In this paper, we propose a collaborative technique for face orientation estimation in smart camera networks. The proposed spatiotemporal feature fusion analysis is based on active collaboration between the cameras in data fusion and decision making using features extracted by each camera. First, a head strip mapping method is proposed based on a Markov model and a Viterbi-like algorithm to estimate the relative angular differences to the face between the cameras. Then, given synchronized face sequences from several camera nodes, the proposed technique determines the orientation and the angular motion of the face using two features, namely the hair-face ratio and the head optical flow.

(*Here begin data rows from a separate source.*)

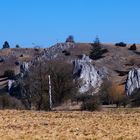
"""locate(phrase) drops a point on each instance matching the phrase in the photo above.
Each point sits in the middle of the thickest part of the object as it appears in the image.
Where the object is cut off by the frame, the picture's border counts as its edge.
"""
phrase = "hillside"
(118, 60)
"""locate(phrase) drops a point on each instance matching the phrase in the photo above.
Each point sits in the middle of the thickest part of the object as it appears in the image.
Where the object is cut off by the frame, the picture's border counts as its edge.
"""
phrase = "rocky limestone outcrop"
(89, 76)
(54, 51)
(133, 81)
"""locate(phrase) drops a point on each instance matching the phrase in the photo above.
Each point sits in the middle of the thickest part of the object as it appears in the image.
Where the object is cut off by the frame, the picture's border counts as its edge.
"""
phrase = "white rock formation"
(133, 81)
(87, 75)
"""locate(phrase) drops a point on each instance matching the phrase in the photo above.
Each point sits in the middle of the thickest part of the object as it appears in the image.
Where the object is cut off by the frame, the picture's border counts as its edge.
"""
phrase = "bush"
(7, 102)
(133, 47)
(91, 104)
(121, 44)
(9, 73)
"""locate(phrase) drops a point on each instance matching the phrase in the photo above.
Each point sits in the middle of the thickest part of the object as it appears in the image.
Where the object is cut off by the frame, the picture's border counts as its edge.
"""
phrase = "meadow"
(110, 124)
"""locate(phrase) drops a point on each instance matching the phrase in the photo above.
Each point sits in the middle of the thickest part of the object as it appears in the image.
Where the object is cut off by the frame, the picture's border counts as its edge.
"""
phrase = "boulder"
(87, 74)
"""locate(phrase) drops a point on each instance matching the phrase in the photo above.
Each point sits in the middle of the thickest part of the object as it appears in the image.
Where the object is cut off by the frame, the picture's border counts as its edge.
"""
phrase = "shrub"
(91, 104)
(133, 47)
(9, 73)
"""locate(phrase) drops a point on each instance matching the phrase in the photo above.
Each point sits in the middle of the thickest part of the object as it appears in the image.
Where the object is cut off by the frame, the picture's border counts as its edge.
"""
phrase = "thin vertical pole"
(50, 92)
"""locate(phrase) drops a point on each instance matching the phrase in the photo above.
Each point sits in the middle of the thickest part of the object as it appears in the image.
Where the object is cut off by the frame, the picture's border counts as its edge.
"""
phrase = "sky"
(46, 22)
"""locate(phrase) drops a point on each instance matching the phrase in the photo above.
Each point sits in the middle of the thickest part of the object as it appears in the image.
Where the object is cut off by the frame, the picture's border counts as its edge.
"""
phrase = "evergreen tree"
(96, 51)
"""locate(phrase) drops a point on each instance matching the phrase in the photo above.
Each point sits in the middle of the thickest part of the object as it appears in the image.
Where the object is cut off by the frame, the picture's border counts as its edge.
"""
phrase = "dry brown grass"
(105, 125)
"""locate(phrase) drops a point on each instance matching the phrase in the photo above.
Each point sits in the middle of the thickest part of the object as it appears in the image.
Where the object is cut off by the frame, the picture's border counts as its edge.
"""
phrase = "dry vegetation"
(105, 125)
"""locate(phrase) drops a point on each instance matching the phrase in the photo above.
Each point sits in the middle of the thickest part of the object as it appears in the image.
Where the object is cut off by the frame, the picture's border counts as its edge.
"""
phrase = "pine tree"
(96, 51)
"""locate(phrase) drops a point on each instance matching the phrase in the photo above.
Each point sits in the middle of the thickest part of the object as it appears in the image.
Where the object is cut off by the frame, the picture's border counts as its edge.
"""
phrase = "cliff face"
(133, 81)
(87, 74)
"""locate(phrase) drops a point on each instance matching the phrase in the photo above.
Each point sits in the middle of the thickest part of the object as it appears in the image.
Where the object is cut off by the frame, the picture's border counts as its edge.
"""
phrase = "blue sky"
(45, 22)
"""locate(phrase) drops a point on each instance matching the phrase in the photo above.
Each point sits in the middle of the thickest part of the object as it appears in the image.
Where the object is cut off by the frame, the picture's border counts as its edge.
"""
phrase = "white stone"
(87, 74)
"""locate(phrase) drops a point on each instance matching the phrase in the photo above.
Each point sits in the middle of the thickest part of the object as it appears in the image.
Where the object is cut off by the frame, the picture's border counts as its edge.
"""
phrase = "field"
(105, 125)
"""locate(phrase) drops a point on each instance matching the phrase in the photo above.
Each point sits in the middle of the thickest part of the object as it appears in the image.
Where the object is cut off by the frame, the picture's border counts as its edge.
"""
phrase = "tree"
(34, 88)
(135, 98)
(97, 51)
(70, 39)
(6, 45)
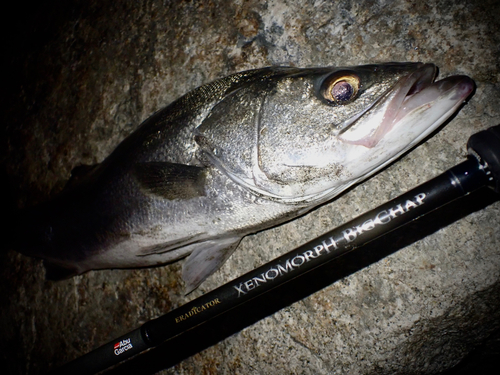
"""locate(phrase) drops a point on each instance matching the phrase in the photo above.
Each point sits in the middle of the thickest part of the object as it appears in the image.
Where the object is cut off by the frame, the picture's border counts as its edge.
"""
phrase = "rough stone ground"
(81, 75)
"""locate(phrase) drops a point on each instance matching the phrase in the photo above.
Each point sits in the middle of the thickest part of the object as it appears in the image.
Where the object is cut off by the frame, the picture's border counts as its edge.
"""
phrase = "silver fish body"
(233, 157)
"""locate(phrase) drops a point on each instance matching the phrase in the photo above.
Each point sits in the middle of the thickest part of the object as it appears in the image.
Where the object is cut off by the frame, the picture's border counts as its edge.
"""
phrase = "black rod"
(481, 169)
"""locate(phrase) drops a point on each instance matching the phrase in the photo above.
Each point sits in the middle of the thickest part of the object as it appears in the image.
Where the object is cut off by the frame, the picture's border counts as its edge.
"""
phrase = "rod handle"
(485, 146)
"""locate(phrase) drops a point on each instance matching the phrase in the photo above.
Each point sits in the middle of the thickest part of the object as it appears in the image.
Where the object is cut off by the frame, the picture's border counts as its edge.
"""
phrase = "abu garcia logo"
(122, 346)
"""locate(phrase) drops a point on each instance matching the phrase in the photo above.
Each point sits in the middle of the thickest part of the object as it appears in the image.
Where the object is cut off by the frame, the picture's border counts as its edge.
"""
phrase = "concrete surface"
(82, 75)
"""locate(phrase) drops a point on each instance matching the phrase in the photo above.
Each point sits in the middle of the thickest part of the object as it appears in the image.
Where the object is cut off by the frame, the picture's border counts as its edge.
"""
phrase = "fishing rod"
(482, 168)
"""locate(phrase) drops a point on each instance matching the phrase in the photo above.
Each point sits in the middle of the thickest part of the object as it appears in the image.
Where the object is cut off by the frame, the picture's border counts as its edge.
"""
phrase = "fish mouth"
(418, 92)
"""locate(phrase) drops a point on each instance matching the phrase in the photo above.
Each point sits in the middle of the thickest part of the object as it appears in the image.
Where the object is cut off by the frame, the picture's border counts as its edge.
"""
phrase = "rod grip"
(485, 146)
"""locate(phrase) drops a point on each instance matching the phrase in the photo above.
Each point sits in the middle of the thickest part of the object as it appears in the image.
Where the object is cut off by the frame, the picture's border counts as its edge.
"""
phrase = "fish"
(233, 157)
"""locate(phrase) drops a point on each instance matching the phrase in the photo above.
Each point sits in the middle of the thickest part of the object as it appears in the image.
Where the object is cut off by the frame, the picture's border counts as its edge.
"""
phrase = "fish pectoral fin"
(170, 180)
(206, 260)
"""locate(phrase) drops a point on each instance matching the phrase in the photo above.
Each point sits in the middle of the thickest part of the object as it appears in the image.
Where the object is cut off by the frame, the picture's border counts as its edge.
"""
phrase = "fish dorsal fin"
(171, 181)
(207, 259)
(79, 174)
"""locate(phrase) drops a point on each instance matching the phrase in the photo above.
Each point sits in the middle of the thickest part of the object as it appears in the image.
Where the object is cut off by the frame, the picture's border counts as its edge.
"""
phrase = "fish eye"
(340, 88)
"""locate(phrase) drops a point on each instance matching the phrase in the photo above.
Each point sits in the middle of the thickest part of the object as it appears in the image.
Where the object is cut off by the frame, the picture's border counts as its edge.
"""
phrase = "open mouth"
(414, 94)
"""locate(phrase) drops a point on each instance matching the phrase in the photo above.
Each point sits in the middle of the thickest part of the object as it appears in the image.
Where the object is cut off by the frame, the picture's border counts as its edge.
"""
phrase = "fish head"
(301, 136)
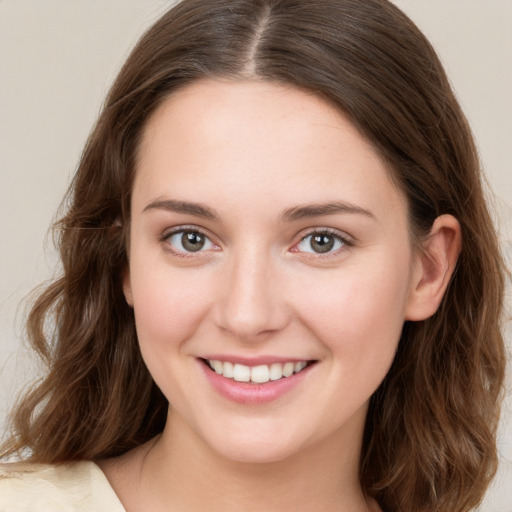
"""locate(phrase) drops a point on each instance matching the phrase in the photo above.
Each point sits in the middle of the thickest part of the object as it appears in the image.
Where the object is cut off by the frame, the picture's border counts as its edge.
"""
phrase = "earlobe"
(436, 262)
(127, 286)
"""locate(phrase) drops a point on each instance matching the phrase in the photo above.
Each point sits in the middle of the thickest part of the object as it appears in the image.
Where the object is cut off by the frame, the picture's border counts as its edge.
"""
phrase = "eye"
(189, 241)
(321, 243)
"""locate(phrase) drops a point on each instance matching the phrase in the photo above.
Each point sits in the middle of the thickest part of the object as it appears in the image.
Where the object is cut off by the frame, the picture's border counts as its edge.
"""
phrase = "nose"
(252, 302)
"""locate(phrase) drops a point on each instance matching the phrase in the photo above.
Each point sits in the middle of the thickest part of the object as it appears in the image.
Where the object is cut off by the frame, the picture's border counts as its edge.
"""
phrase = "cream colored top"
(74, 487)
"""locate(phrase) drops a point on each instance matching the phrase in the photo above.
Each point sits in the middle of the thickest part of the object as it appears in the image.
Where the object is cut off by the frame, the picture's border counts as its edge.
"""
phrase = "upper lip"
(253, 361)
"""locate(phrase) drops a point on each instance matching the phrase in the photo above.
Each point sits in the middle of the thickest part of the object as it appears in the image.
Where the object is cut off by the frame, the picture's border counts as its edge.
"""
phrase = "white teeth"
(260, 374)
(276, 371)
(241, 373)
(299, 366)
(257, 374)
(288, 369)
(227, 370)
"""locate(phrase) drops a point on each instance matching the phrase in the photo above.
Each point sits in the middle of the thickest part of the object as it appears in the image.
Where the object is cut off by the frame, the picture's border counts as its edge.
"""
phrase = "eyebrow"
(293, 214)
(185, 207)
(318, 210)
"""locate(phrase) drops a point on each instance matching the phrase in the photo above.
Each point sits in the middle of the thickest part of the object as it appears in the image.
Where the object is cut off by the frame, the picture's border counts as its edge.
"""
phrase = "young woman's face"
(267, 241)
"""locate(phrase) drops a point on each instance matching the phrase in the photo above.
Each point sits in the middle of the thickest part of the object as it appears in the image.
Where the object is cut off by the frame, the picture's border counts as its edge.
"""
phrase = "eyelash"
(343, 240)
(165, 239)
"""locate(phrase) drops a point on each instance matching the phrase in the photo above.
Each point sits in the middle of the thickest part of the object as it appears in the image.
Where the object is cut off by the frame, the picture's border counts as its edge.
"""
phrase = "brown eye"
(321, 243)
(189, 241)
(192, 242)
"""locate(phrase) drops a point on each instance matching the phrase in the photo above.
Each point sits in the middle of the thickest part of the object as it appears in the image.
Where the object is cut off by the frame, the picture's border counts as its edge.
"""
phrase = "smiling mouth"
(256, 374)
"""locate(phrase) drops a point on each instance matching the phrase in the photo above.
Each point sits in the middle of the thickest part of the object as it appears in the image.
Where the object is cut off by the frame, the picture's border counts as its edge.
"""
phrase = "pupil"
(192, 242)
(322, 243)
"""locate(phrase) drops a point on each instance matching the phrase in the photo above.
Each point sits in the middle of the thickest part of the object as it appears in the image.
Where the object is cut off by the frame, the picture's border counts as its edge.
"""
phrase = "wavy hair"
(429, 439)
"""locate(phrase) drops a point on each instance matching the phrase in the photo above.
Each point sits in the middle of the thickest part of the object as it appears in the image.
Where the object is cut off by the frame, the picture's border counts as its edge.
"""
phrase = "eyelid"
(347, 241)
(164, 239)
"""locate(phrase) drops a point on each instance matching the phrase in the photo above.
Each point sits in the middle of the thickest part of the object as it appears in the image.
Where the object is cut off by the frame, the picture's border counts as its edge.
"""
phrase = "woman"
(281, 287)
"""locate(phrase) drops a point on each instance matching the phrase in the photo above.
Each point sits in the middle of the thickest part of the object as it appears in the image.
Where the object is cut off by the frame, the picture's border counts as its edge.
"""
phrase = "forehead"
(258, 139)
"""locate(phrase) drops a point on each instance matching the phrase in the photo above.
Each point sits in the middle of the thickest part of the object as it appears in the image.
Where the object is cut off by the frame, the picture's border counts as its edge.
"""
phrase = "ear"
(434, 267)
(127, 286)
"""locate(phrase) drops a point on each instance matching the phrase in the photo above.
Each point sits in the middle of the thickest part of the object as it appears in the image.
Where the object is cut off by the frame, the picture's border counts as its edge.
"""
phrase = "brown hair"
(430, 433)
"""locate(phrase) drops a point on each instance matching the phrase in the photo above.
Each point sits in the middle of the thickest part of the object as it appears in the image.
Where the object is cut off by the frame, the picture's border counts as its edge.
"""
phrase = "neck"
(178, 464)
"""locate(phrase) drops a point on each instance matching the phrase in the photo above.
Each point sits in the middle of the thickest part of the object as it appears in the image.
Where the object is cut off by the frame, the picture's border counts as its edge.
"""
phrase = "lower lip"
(250, 393)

These features yield an estimate of the face orientation and the angular velocity through simple analysis such as Discrete Fourier Transform (DFT) and Least Squares (LS), respectively. Spatiotemporal feature fusion is implemented via key frame detection in each camera, a forward-backward probabilistic model, and a spatiotemporal validation scheme. The key frames are obtained when a camera node detects a frontal face view and are exchanged between the cameras so that local face orientation estimates can be adjusted to maintain a high confidence level. The forward-backward probabilistic model aims to mitigate error propagation in time. Finally, a spatiotemporal validation scheme is applied for spatial outlier removal and temporal smoothing. A face view is interpolated from the mapped head strips, from which snapshots at the desired view angles can be generated. The proposed technique does not require camera locations to be known in prior, and hence is applicable to vision networks deployed casually without localization.